HD 85709

Observation data Epoch J2000.0 Equinox J2000.0 (ICRS)
- Constellation: Sextans
- Right ascension: 09^{h} 53^{m} 42.92424^{s}
- Declination: +05° 57′ 30.8742″
- Apparent magnitude (V): 5.95 (5.89 - 5.95)

Characteristics
- Evolutionary stage: AGB
- Spectral type: M2.5 III
- U−B color index: +1.93
- B−V color index: +1.66
- Variable type: suspected

Astrometry
- Radial velocity (R_{v}): −0.66±0.40 km/s
- Proper motion (μ): RA: −3.026 mas/yr Dec.: +1.315 mas/yr
- Parallax (π): 2.9474±0.107 mas
- Distance: 1,110 ± 40 ly (340 ± 10 pc)
- Absolute magnitude (M_{V}): −1.30

Details
- Radius: 133±7 R_{☉}
- Luminosity: 1,918±144 L_{☉}
- Surface gravity (log g): 0.469 cgs
- Temperature: 3,622±125 K
- Metallicity [Fe/H]: +0.23 dex
- Other designations: 14 G. Sextantis, NSV 18292, AG+06°1262, BD+06°2224, GC 13608, HD 85709, HIP 48519, HR 3915, SAO 117975

Database references
- SIMBAD: data

= HD 85709 =

Suspected variable in Sextans

HD 85709 (HR 3915; 14 G. Sextantis; NSV 18292) is a solitary star located in the equatorial constellation Sextans. It is faintly visible to the naked eye as a red-hued point of light with an apparent magnitude of 5.95. The object is located relatively far at a distance of 1,100 light-years based on Gaia DR3 parallax measurements but it is slowly drifting closer with a heliocentric radial velocity of -0.66 km/s. At its current distance, HD 85709's brightness is diminished with an interstellar extinction of two-tenths of a magnitude and it has an absolute magnitude of −1.30.

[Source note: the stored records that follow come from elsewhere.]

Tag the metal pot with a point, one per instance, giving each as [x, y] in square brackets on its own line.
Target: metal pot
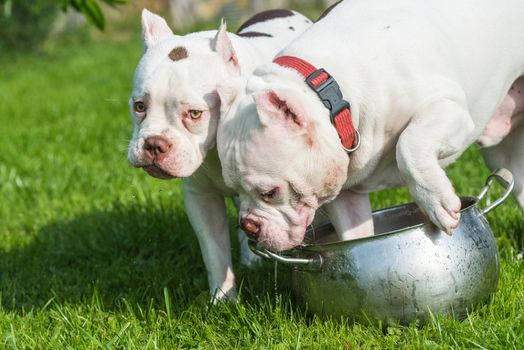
[406, 271]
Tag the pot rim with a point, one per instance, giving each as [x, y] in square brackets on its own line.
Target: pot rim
[470, 200]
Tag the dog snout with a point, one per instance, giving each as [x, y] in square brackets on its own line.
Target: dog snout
[250, 226]
[156, 147]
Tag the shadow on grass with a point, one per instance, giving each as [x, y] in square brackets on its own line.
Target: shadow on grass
[129, 252]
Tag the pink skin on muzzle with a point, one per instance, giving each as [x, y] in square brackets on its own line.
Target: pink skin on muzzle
[273, 237]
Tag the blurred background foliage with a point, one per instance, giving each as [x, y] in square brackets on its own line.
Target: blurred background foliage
[28, 25]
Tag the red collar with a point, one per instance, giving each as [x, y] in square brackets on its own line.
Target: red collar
[329, 92]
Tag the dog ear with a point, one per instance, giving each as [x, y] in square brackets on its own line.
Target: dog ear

HD 85709 has a stellar classification of M2.5 III, indicating that it is an evolved M-type giant star. It is currently on the asymptotic giant branch, the point where it is generating energy via the fusion of hydrogen and helium shells around an inert carbon core. Having expanded to 133 times the radius of the Sun, it now radiates 1,918 times the luminosity of the Sun from its enlarged photosphere at an effective temperature of 3622 K. HD 85709 is metal enriched with an iron abundance 1.58 times that of the Sun's.

In 1991, astronomer V.G. Kornilov and colleagues observed that HD 85709 fluctuated between magnitudes 5.89 and 5.95 in optical light during a photometry survey. As of 2004 however, its variability has not been confirmed.